A photo arrived the other day from Glenn Crespo, at one time a WNEW News desk assistant. His caption:
“I found a picture of Bruce Charles, myself, another Desk Assistant Mary Ellen Kowalski and, if you look close on the left side, fill -in reporter Randy Place. This was taken after we moved to 3rd Avenue and must have been in the early 1980’s.”
In response, we asked Glenn to send a few lines about his time at WNEW and where it led, which turned out to be an impressive string of call letters including the new, all news WNEW in Washington, D.C.
“I was (at WNEW, New York) from January 1977 through September of 1991, starting as a desk assistant, hired by Jim Gordon. From 1978 through 1980, I was a weekend anchor at WFAS in White Plains. I continued as a desk assistant at WNEW and then, under Mike Prelee, began doing sports reports in 1986 and weekend anchor shifts in addition to anchoring news on the NY Giants football network.

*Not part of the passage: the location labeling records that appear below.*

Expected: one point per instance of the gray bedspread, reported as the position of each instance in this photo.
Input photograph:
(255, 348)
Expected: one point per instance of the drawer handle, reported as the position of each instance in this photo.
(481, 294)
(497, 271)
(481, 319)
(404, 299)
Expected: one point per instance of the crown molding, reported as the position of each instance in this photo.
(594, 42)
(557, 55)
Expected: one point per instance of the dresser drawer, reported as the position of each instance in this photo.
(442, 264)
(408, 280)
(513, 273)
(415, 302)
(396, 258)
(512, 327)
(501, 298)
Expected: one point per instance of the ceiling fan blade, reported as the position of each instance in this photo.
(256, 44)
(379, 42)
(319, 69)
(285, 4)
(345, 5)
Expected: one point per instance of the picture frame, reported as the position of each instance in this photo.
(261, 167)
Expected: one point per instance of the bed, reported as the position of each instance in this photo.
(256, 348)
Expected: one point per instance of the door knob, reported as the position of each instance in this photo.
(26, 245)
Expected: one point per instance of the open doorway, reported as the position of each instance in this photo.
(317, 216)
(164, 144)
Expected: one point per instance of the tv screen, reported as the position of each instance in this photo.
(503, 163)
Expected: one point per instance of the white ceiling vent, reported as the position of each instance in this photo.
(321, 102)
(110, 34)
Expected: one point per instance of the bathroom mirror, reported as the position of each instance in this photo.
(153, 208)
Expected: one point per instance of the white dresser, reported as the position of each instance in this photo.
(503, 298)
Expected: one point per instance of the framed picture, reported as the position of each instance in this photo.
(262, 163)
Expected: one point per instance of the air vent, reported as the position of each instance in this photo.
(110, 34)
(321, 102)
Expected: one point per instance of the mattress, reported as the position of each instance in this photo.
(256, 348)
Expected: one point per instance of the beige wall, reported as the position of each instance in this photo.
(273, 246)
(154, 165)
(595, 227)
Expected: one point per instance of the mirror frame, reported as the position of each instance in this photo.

I free-lanced for AM and FM until AM went off the air. . . My time at WNEW was a great learning experience, working with Bob Hagen, Bruce Charles, Charles Scott King, Andy Fisher, Mike Eisgrau and Peggy Stockton. There were many major news stories covered during my time there, “Son of Sam,” The Northeast Blackout, the helicopter crash on the Pan Am Building, hijackings, presidential elections, the First Gulf War, the Battle for the Falkland Islands, the blizzard of 1977, transit strikes, the murder of John Lennon, the assassination attempt on Ronald Reagan and the Challenger disaster, to name a few.
After the news department was “downsized” in 1991, I worked two years for WXPS in Hawthorne New York as the morning anchor, co-host and News Director.I also free-lanced for WHUD, WFAS, WBLS, WFAN during this time. Went to WJUX in Dumont New Jersey in 1993, where I worked as the afternoon anchor and moved to WVNJ in Teaneck as the News Director and anchor in 1995. In 1997 I joined Shadow Traffic and remained there for 10-years doing traffic on WINS and news on WQCD.
In 1997 I began freelancing for the Wall Street Journal Radio Network and continued to do so off and on there until I was hired full-time in 2012 doing overnight reports for Dow Jones Radio on the Wall Street Journal Network, WCBS and WNEW (in Washington D.C.).
The WNEW (New York) News Department was a very interesting, volatile, action-packed place to work. A lot of different personalities thrown together. But at the end of the day, getting the news on the air was what mattered and getting it right was what mattered. The business has changed so much since then with sensationalism, character assassinations and speculations now being the norm. I will always treasure my years working in the WNEW News Department.”
Wow! TWO unforgettable former WNEW co-workers in one post! I could always count on Glenn to brighten any day at the Big W. He could cut the pompous down to size and was always available to help with a project or a phone call. He loved giving co-workers nicknames. One, he called “Carson,” because she was always taking days off the way Johnny Carson did in his latter years on the Tonight show. He was also a dependable member of the WNEW-FM All-Stars charity softball team. I enjoy hearing his Wall Street Journal reports on WCBS. Lee Bridge was the news department administrative assistant when I arrived back at WNEW from WIP in 1969. She made me feel at home in a newsroom that had changed dramatically (as had all of radio news) since I had left four years earlier. I think she was the first person I ever knew who came from Staten Island!
What a great photo of Bruce Charles! Just as I remember him.